I haven’t read enough Clive Barker to decide if I’m a fan or not, but he certainly spins a fascinatingly lurid yarn. The Midnight Meat Train is based on one of his short stories, and it’s a bloody fun ride, even though I kept thinking I was watching a chopped up version that had scenes missing. There are moments when the action inexplicably jumps from Point A to Point M, and you wonder how the hell we got here.

A right-before-he-got famous Bradley Cooper plays Leon, a wannabe artsy photographer trying to capture “the beating heart of New York City” to impress snooty art dealer Susan Hoff (Brooke Shields), who advises him to take more chances, and not run away when danger rears its ugly head. He starts hanging out in the subway during the wee hours of the morning and stumbles upon a very dapper and intense-looking butcher (Vinnie Jones, in a silent part), and is immediately compelled to follow him around. (How do we know he’s a butcher? Well, he carries a meat mallet the size of Mjolnir, for one thing.) Sure enough, it appears his new-found subject is a methodical serial killer who’s been making late-night subway riders disappear for quite some time. Poor Leon realizes too late, that the butcher’s grisly nocturnal rituals are all a part of (sung in Elton John voice) “the c-i-r-c-l-e of l-i-i-i-f-e!”

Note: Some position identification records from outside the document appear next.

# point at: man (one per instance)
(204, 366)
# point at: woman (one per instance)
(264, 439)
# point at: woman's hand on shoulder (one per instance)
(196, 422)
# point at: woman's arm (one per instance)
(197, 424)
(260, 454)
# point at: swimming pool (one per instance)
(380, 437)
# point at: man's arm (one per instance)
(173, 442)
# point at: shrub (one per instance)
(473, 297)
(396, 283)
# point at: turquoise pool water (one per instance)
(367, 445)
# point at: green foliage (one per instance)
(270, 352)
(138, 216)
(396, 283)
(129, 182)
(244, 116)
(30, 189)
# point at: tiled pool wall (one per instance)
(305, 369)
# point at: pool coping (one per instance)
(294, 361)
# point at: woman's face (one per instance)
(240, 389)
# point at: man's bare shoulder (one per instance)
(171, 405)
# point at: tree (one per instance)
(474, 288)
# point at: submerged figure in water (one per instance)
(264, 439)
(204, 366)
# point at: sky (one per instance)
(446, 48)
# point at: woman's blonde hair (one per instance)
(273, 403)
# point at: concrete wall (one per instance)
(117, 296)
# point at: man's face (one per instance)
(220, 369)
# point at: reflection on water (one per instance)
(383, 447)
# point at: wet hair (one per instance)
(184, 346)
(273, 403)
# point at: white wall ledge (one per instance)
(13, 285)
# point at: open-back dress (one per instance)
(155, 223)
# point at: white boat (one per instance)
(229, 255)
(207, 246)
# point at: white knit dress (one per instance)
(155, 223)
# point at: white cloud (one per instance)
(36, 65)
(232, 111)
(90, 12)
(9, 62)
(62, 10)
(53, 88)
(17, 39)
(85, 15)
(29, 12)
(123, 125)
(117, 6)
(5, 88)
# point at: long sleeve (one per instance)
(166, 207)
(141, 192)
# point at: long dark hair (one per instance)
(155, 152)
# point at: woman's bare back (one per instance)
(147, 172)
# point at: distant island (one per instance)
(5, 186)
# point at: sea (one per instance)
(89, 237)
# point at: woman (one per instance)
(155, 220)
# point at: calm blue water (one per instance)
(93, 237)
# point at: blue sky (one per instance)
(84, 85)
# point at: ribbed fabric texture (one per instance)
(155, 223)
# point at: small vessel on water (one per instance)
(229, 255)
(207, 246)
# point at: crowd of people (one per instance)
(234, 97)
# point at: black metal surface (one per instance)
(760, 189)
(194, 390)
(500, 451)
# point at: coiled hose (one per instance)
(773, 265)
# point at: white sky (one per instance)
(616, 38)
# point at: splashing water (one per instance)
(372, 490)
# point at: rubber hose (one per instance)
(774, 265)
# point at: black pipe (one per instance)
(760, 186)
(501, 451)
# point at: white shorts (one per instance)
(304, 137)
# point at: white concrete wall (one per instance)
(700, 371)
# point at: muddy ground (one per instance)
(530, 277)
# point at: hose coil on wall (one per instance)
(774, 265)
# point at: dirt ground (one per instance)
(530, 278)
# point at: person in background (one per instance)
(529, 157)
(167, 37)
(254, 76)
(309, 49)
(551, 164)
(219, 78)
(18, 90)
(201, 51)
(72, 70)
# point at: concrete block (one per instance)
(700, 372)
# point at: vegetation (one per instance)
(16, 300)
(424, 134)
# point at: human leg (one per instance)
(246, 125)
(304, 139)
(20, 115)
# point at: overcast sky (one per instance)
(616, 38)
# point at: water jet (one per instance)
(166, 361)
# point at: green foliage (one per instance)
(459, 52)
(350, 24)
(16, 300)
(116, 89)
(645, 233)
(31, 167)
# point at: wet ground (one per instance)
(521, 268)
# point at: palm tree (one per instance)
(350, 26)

Anytime you pad out a short story into a feature length film, there’s going to be filler, and The Midnight Meat Train is no exception, but for the most part, director Ryuhel Kitamura and screenplay scribe Jeff Buhler keep it fast and gruesome. The ending is pure Whiskey Tango Foxtrot, but it’s not a cop-out. It’s surprisingly weird and horrible, and hints at a “bigger picture” that’s even more terrible than we had first supposed. And that, folks, is what good horror should do. What, no sequel?